The dystopian world-building here stands out. Flooded skyscrapers, weaponized micro-drone bees, biodomes ruled by dangerous men, and a wormhole generator hidden like a mythic relic. It’s gritty, cinematic, and fully immersive. I could feel the damp concrete, the claustrophobia, and the immediacy.
If you’re a strict time-travel purist, you might have opinions. That’s not me. I’m happy to suspend disbelief when the story earns it — and this one does. I was too invested in the characters and their emotions to worry about wormhole details.
And the characters? I felt every moment.
Diego wakes up chained, accused of terrorism and treason, with fractured memories. It hits hard. Isabel is trapped in a biodome, watching her life’s work turned into a weapon — heartbreaking. The tension between them, across timelines and broken realities, carries real weight. Orton develops these characters so carefully that each choice feels important. Every reunion feels deserved. Every loss stays with you.

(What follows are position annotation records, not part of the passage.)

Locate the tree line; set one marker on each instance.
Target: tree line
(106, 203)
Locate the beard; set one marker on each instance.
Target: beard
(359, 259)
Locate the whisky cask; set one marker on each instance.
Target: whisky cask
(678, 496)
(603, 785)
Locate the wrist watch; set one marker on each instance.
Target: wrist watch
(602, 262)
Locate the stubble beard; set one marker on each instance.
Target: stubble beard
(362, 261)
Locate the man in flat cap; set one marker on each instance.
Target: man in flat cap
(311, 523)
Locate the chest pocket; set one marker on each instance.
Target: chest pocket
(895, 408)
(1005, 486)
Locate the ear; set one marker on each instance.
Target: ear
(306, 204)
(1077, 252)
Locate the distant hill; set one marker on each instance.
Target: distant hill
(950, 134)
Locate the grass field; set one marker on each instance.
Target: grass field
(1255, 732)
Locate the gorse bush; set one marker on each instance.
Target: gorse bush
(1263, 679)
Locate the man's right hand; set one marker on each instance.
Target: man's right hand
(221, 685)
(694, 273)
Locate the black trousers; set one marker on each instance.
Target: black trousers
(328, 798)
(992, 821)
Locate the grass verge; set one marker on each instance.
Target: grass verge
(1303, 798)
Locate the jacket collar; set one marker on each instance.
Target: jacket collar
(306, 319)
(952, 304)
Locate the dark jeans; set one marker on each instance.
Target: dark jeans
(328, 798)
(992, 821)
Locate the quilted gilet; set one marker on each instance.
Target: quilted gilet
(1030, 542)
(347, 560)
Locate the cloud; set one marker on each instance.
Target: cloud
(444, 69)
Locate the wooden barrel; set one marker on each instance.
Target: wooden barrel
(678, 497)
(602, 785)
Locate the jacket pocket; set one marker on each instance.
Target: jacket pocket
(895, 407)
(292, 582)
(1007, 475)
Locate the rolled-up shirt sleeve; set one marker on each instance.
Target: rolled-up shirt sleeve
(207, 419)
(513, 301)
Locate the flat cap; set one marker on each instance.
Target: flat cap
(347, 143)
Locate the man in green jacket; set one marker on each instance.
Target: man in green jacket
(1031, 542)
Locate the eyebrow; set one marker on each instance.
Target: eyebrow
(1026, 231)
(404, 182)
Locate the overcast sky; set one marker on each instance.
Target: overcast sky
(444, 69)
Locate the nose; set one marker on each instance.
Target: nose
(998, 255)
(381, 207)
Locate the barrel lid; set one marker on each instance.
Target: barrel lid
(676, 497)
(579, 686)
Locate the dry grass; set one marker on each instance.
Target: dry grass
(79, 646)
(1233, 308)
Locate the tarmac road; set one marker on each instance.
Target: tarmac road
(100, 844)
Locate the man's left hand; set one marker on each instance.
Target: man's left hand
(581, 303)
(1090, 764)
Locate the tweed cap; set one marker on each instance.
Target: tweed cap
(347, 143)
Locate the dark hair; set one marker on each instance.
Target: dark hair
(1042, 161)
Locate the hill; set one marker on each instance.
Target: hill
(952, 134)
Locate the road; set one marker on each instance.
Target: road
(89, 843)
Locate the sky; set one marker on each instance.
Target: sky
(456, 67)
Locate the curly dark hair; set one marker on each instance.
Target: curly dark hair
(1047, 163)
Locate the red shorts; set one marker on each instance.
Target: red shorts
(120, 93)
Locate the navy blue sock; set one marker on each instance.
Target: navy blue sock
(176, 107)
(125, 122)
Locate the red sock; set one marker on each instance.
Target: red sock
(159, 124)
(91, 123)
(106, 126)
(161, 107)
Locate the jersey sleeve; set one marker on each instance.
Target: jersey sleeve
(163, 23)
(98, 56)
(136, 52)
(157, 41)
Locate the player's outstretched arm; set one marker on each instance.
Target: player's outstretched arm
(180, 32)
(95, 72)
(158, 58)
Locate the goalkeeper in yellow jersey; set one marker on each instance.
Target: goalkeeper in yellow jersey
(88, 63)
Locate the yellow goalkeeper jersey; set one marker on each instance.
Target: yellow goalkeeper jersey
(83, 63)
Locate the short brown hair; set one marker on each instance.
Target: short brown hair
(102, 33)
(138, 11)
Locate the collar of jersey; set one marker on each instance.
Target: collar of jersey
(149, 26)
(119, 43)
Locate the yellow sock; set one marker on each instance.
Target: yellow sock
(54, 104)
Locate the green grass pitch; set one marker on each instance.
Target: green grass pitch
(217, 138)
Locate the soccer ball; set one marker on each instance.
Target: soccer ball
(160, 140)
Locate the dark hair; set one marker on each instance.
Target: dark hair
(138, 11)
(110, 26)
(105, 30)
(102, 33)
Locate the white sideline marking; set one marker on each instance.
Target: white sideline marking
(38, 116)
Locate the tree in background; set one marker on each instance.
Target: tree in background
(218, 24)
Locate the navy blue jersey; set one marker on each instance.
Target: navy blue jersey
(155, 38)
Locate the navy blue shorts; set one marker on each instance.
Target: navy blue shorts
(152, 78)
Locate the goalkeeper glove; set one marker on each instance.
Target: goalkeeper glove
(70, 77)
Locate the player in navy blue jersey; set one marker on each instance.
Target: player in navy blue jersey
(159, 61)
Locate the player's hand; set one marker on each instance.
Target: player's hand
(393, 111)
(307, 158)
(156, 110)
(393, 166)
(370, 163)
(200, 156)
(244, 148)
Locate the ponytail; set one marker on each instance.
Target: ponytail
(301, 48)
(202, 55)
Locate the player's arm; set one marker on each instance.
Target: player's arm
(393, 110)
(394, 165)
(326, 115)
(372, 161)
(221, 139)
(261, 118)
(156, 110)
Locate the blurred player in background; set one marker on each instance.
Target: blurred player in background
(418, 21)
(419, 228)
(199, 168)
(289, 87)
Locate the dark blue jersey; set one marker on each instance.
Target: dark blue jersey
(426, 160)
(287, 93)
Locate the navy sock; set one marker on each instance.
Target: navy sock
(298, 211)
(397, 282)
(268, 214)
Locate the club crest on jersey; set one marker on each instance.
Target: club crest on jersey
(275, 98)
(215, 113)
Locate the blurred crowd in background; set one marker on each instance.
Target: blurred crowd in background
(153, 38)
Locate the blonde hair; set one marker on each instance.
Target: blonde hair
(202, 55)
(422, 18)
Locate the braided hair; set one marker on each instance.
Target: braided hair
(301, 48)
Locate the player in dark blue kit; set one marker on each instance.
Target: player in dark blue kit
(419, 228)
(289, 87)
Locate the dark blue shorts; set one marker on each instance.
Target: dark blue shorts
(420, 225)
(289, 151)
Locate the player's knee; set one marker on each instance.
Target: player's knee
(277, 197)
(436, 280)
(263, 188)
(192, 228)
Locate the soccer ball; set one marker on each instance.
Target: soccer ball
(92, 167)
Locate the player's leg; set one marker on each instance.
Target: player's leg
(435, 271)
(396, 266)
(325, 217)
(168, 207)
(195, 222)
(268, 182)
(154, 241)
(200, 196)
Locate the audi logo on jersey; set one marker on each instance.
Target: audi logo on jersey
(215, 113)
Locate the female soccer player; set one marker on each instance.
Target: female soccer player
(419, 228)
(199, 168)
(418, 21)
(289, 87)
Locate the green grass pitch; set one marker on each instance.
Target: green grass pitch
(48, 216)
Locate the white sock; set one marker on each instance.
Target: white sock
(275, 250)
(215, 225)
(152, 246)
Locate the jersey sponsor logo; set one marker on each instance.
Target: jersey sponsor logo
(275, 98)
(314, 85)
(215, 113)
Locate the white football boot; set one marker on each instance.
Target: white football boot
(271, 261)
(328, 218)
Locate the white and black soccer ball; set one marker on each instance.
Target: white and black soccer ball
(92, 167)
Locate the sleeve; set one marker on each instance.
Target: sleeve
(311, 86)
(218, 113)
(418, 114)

The pacing rises and falls in a way that feels like real survival. Some chapters are full of adrenaline, while others slow down enough for the emotions to sink in. I loved that balance. It made the chaos feel real, not just nonstop.
I’m keeping this review clean because discovery is part of the fun. Just know that old alliances change, new enemies appear, and hope shows up in the most fragile, unexpected ways.
Jump is smart, intense, and emotionally charged. It leaves you thinking about fate, choice, and what we’re willing to give up to change the future.
And yes… I’m definitely continuing. 🚀
👩🚀 About the Author
D.L. Orton is the bestselling author of award-winning science fiction, including Crossing in Time. She lives in the foothills of Colorado with her family and (according to her bio) is building a time machine so someone can go back and do the laundry — which honestly feels very on-brand for this series.
She’s a graduate of Stanford University’s Writers Workshop and has published short fiction in multiple literary magazines. Her debut novel received numerous awards and a Publishers Weekly starred review.